44. By reading provisison contained in Sections 2(a), 2(e), (9), 20 and rule 3 of schedule 1 of the Act, it is clear that if there be an 'arbitration agreement' within the meaning of Sub-section (a) of Section 2 of the Act, then reference under Section 2(e) of the Act can be unilateral also. This view is supported by the authority of Apex Court, reported in Banwarilal Kotiya v. P. C. Agarwal, AIR 1985 SC 1003.

45. In the present case, reference (under Section 2(a) of the Act) was made by letter dated 8-3-1989. The supplementary award was given on 28-3-1989. Therefore, it is not correct to say that the award was given after expiry of four months.

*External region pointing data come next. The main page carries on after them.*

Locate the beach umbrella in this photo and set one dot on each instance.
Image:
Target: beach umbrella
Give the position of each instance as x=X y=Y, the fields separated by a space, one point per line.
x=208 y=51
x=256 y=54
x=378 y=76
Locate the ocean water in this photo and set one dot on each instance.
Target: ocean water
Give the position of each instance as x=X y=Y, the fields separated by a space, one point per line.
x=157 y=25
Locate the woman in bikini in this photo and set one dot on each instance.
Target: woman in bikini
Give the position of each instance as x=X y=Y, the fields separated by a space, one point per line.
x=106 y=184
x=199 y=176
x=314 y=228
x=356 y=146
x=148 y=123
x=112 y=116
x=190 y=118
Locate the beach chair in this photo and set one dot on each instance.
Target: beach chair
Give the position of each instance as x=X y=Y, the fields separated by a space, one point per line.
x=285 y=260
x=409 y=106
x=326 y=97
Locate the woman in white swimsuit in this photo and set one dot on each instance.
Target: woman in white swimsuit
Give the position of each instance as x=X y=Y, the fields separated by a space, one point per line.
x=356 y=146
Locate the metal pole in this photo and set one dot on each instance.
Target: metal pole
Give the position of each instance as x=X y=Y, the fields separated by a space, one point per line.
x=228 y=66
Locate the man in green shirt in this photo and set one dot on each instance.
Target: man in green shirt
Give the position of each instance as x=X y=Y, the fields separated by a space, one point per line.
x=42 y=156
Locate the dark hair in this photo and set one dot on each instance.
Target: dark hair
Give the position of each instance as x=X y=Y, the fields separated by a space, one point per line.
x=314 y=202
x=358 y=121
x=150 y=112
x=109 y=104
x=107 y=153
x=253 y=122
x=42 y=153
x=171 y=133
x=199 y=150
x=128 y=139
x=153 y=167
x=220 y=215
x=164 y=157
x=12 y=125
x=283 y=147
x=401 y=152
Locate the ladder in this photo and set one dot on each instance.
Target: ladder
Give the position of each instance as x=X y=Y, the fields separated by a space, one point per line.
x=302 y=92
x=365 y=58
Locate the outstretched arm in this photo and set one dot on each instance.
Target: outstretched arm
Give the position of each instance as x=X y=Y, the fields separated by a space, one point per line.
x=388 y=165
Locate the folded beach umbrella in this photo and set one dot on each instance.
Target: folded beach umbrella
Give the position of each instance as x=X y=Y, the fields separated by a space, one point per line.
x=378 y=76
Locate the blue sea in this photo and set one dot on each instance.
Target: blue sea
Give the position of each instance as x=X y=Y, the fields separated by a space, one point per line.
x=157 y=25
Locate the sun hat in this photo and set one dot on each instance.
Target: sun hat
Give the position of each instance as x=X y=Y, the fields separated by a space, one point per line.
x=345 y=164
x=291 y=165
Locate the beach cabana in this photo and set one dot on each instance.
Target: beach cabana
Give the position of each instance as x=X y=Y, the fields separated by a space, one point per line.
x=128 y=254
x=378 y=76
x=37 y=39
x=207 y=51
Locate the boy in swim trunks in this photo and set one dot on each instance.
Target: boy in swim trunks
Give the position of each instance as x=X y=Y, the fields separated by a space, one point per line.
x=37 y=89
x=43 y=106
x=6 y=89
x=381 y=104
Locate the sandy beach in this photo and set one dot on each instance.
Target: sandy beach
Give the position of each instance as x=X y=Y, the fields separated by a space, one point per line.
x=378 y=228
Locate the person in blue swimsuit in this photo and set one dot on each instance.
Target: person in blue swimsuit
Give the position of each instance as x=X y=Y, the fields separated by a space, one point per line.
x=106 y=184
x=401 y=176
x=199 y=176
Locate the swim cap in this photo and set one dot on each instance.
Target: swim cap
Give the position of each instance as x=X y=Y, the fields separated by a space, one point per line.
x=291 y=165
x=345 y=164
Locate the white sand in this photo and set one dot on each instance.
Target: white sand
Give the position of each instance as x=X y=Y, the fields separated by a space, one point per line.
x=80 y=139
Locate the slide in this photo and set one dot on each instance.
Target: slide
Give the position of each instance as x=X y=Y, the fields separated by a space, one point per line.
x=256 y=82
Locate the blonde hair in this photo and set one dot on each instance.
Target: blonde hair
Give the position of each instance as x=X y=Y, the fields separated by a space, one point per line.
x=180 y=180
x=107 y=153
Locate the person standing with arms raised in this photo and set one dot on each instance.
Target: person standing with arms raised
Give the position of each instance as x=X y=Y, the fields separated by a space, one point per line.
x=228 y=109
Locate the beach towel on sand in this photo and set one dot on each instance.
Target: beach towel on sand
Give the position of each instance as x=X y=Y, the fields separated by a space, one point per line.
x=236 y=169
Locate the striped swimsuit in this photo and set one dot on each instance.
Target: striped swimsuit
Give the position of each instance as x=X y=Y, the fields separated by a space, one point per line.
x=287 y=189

46. Consequently, and in the result, in the opinion of this Court the lower Court did not commit any error in making the award dated 19-8-1988 as amended by the supplementary award dated 28-3-1989 rule of the Court. There is only an error of expression in the Judgment and decree passed by the lower Court inasmuch as it is mentioned therein that the awards dated 19-8-1988 and 28-3-1989 are jointly being made a rule of Court. Obviously, the purport and meaning of the said expression was that the Court concerned wanted to make the award dated 19-8-1988 as amended by the award dated 28-3-1989, rule of the Court.

47. Consequently, but for amending and changing the said expression to the extent that the award dated 19-8-1988 as amended by the supplementary award dated 28-3-1989 is made rule of the Court, the present appeal fails and is disallowed.

48. However, looking to the facts and circumstances of the case, it is ordered that the parties to the case shall bear their own costs. For the purpose of drawing schedule of costs, pleader's fee as per rule, if certified.